Kelimelere değil “meselelere” kendinizi adarsanız eğer, toplum sizi mutlaka duyar, mutlaka karşılık verir. Evet, biz de meseleleri çözmek güçtür ama elbette imkânsız değildir.

Ama bir dakika, bu da öyle hemen olmaz. Esas çözücü kuvvet toplum devreye girdiğinde, zor da kalan devlet, yeni bir devir başlatır. Şimdi de, bir süre önce sesine kulak vermediği insanlara yaptığı muameleyi, topluma yapmayı dener. Sorunu hala görmez, duymaz, üstlenmez, gidebildiği kadar gitmeye çalışır böyle.

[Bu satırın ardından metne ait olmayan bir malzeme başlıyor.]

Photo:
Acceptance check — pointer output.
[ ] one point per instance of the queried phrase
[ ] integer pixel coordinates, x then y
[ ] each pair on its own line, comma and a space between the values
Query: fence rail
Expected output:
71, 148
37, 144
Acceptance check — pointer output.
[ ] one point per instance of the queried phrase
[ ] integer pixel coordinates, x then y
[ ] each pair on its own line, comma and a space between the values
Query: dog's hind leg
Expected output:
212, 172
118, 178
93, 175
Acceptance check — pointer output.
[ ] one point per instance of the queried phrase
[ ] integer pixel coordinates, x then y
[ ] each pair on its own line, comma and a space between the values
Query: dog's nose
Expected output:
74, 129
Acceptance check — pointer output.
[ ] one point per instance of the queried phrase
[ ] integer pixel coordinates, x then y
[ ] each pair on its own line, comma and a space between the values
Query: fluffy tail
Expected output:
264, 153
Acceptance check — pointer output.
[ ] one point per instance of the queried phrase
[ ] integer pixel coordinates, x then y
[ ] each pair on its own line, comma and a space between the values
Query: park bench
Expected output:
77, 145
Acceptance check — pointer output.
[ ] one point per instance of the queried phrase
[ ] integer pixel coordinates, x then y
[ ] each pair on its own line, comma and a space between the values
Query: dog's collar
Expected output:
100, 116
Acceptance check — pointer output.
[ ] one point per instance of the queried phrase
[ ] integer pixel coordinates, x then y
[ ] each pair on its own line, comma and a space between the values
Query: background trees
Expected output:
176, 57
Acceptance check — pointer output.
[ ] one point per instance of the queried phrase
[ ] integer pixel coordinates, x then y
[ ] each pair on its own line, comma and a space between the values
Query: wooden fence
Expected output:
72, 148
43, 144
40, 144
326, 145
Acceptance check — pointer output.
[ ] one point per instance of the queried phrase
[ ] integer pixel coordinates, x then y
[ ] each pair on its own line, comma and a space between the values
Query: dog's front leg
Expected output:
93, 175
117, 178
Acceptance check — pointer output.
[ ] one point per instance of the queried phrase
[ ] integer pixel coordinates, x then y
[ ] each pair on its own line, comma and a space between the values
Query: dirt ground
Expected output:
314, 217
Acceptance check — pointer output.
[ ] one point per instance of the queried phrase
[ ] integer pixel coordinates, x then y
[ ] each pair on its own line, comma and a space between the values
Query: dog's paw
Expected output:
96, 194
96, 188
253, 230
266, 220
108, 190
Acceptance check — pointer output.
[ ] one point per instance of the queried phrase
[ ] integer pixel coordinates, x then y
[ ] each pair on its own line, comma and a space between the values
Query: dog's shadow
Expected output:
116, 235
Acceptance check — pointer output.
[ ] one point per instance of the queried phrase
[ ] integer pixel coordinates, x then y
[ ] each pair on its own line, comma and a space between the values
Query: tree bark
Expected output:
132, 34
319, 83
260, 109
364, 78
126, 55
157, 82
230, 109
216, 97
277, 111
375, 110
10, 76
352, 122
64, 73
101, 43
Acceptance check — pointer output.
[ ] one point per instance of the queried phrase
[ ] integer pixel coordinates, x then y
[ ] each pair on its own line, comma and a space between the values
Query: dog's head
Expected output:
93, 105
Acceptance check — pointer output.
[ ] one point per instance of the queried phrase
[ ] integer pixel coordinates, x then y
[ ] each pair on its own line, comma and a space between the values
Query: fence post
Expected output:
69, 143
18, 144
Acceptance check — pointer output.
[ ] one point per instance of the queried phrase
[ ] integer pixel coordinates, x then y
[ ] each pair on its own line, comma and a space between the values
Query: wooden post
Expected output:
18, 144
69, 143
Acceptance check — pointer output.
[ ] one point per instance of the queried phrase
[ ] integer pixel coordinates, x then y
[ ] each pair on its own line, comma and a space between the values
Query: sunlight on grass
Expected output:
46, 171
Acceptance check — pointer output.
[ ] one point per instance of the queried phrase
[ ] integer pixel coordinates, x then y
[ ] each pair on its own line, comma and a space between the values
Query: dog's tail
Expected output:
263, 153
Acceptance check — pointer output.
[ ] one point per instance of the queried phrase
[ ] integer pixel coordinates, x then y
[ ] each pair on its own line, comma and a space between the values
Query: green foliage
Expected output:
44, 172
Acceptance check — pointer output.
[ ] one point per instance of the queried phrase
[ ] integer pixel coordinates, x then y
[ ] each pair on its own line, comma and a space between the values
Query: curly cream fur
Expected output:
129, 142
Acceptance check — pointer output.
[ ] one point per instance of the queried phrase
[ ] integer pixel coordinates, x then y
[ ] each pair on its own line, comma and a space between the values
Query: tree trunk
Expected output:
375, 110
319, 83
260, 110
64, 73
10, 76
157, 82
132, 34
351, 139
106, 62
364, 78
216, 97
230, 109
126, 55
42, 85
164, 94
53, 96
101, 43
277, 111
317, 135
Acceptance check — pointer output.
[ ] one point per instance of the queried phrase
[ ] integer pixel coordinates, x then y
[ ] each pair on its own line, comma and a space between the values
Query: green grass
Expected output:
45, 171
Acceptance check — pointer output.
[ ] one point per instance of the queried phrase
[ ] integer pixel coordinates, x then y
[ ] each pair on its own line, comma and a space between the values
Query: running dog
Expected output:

Duymamazlığa gelir. Ama artık bu sefer onun da işi zordur.

Hiçbir yerde, hiçbir milyonlarca insan “kandırılamaz”.

Ama çözüm de cepte değildir. Devletin zayıf düştüğü bu anda bastırmak gerekir. Görev yine bu mesele için ilk yola çıkanlara ve mücadele edenlere düşer. İlk gelen, sonradan katılan, o yoldan giden, bu yöntemle devam eden, hangi görüşten olursa olsun, bu sorunu gündemine almış ne kadar siyaset, kurum, kişi varsa, birlikte ses çıkarmasını sağlamak, güçleri birleştirmek zorunlu evresidir bu.   “Kim olursan ol, yine gel” evresidir. Sonuç almak, sadece buna bağlıdır ve gerçekten bu meseleye kendini adayanlar, bunu bilir, bunun için uğraşır.

İşte kadın kurtuluş mücadelesinin başlıca konusu olan, kadınların hayatının kurtuluşu için de aynen bu evredeyiz. Kadın cinayetleri devam ediyor ve artık bunu örtmek mümkün değil. Ancak buna rağmen devlet kılını kıpırdatmıyor. Ülke gündemi de çok yoğun, bu konuda iradi bir şey yapamıyoruz. Ama devletin bilinçli bir uyutma politikası var ve buna karşı iradi çok şey yapabiliriz. Bu politika, kadın cinayetleri görünürlük kazanıp bir mücadele hattı oturduktan sonra, devletin bunu kontrol edilebilir bir seviyede tutma, bu arada cinayetleri de normalleştirme; önlenemez gösterme gayretidir. Dikkat ederseniz hükümet kaynakları hep aynı başlıkla haber verir: “yine kadın cinayeti”, “yasaya rağmen önlenemiyor”. Toplum buna alışsın, evet bir mücadelesi de olsun ama rutin devam etsin, alan memnun, satan memnun böylece alışıp yaşayalım istedikleri için böyle söylüyorlar. İşte şimdi bu evrede; ya alışacağız ya da mücadeleyi güçlerimizi birleştirerek başka bir seviyeye taşıyacağız.  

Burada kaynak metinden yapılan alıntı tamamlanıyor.